Mas, na verdade, já foram identificadas duas suspeitas de duplo financiamento, que estão sob sigilo. Mas o Tribunal de Contas Europeu garantiu ao ECO que não envolvem Portugal.
A preocupação do Tribunal de Contas Europeu reside no facto de haver “ângulos mortos”. O facto de alguns pagamentos da bazuca estarem associados a reformas, que não têm custos, leva a Comissão a ignorá-los por não correm o risco de duplo financiamento. Mas, o Tribunal identificou casos que nem sempre é assim. Malta tinha uma reforma que consistia em promover o trabalho à distância na Função Pública em todas as ilhas. Apesar de ser tida como uma medida de custo zero, a reforma exigiu operacionalizar pelo menos 140 postos de trabalho, “um investimento subjacente que implicava custos concretos, substanciais e facilmente mensuráveis”. Mas, de acordo com as autoridades maltesas, estes postos de trabalho foram financiados por fundos nacionais.

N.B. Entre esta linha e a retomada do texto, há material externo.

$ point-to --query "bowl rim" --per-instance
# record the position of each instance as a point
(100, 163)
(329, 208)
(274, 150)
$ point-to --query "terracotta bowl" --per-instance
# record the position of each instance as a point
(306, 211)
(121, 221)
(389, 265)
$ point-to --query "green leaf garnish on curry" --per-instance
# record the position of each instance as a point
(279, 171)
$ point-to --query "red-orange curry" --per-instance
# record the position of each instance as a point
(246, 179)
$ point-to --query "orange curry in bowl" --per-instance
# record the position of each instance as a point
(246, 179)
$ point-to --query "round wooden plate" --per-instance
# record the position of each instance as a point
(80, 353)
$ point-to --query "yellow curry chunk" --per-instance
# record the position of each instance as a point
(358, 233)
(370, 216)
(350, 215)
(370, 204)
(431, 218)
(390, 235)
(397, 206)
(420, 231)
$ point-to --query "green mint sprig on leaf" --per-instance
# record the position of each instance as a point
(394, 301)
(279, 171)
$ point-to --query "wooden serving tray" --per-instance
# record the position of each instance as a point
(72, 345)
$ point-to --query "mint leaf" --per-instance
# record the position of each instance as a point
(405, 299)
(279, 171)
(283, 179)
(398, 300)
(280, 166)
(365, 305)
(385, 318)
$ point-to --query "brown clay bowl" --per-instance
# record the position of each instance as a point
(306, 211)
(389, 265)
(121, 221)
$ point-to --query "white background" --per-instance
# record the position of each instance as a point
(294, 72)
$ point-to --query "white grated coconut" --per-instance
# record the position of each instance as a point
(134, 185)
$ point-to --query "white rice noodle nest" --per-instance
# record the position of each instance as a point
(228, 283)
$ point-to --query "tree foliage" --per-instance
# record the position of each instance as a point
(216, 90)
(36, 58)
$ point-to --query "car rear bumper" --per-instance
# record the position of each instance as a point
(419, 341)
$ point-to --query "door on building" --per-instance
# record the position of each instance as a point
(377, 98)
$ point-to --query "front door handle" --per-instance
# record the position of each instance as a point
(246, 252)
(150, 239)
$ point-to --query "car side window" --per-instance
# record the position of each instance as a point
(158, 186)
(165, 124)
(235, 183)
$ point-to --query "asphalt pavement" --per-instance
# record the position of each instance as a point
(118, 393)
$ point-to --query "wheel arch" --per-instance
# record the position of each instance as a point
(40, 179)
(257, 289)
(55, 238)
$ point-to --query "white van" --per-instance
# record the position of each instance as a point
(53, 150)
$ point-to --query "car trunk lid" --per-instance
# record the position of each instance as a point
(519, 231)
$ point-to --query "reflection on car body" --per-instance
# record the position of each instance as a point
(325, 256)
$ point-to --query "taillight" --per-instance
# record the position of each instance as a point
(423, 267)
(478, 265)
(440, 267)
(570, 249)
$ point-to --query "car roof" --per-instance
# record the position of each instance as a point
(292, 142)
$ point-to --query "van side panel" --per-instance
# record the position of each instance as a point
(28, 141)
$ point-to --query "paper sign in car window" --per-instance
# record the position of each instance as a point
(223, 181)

Num momento em que a parte mais “pesada” da bazuca ainda está por executar – ainda só foram executados 37% dos fundos – o tribunal alerta que é preciso agir para evitar erros como os detetados, por exemplo, ao nível da Política de Coesão.
Apesar de reconhecer que a Comissão teve muito pouco tempo para implementar um sistema de resposta à pandemia e que o objetivo era simplificar o a atribuição de fundos, a verdade é que as autoridades de gestão dizem ao tribunal que têm os mesmos custos administrativos com a bazuca como têm com os fundos estruturais. E para a entidade liderada por Tony Murphy a simplificação não pode ser feita à custa da verificação.
Para detetar os casos de duplo financiamento, o tribunal defende que é necessário adaptar a definição de duplo financiamento às especificidades do modelo de financiamento não associado aos custos, além de reforçar os controlos das medidas de custo zero. Ou seja, aquelas para as quais os Estados-membros não apresentaram estimativas de custos.
O Tribunal defende ainda a necessidade de “clarificar e ampliar os requisitos de controlo do duplo financiamento no âmbito dos programas e instrumentos que utilizam o modelo não associado aos custos”, isto porque os Estados auditados revelaram “um panorama informático fragmentado, que impede a realização de verificações cruzadas eficazes para detetar o duplo financiamento”; uma “reduzida utilização da Arachne ou de outras ferramentas de exploração de dados, bem como de bases de dados dos projetos; e à dificuldade de intercâmbio e correspondência de dados”. Os sistemas não falam entre si, lamenta o Tribunal.
Melhorar a coordenação entre os programas e instrumentos de financiamento, criar e utilizar sistemas informáticos integrados e interoperáveis e ferramentas de exploração de dados para todos os programas e instrumentos de financiamento e reforçar da garantia da ausência de duplo financiamento quando da utilização do modelo de financiamento não associado aos custos, são algumas das sugestões do Tribunal, sobretudo numa altura em se discute o novo modelo de funcionamento dos fundos a atribuir no pós-2027.